If anything, Downton Abbey enabled us to feel better about the 21st century’s increasingly wide gap between rich and poor by watching how symbiotically rich and poor co-existed under one roof. With occasional exceptions, the series handled early 20th-century British society with the gentlest of white-gloved hands, making the working conditions for everyone at Downton challenging, but not as grueling or demeaning to the degree they probably were for many cooks, butlers, and lady’s maids who lived and worked at the time. And while there was never any question that there was a difference in stature between, say, Mrs. Hughes and Lady Edith, the relationships across classes slowly morphed into emotional bonds between equals. Tom Branson’s transformation illustrated that; so did the striking image in the finale of Anna Bates, postdelivery, tucked happily into the luxurious bed of the lady she served. It’s possible that, at least on a subconscious level, watching Downton Abbey reinforced the pleasant but false notion that the divide between wealthy and wanting isn’t necessarily so great, even if all those elaborate dinners and posh surroundings clearly said otherwise.

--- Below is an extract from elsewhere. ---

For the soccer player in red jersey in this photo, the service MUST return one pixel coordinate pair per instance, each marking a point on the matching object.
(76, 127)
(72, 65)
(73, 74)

Downton Abbey’s popularity may be explained more accurately in the way the series straddled another divide: the one between low brow and high. This was an unapologetically soapy soap opera, filled with behind-closed-door romantic entanglements, rampant blackmail, murder mysteries, betrayals, brides jilted at altars, and tragic, shocking deaths. But because it was British, and a period piece with meticulously realized production values, graced with fine acting, and riddled with instances of Dame Maggie Smith saying things that made you think, Damn, look how smart I am for totally understanding why that’s funny, it also felt like a superb work of quality. If its plotlines sometimes descended to basement level, the overall experience of the show remained pure black tie and tails; even when its pleasures were basic, they were not guilty.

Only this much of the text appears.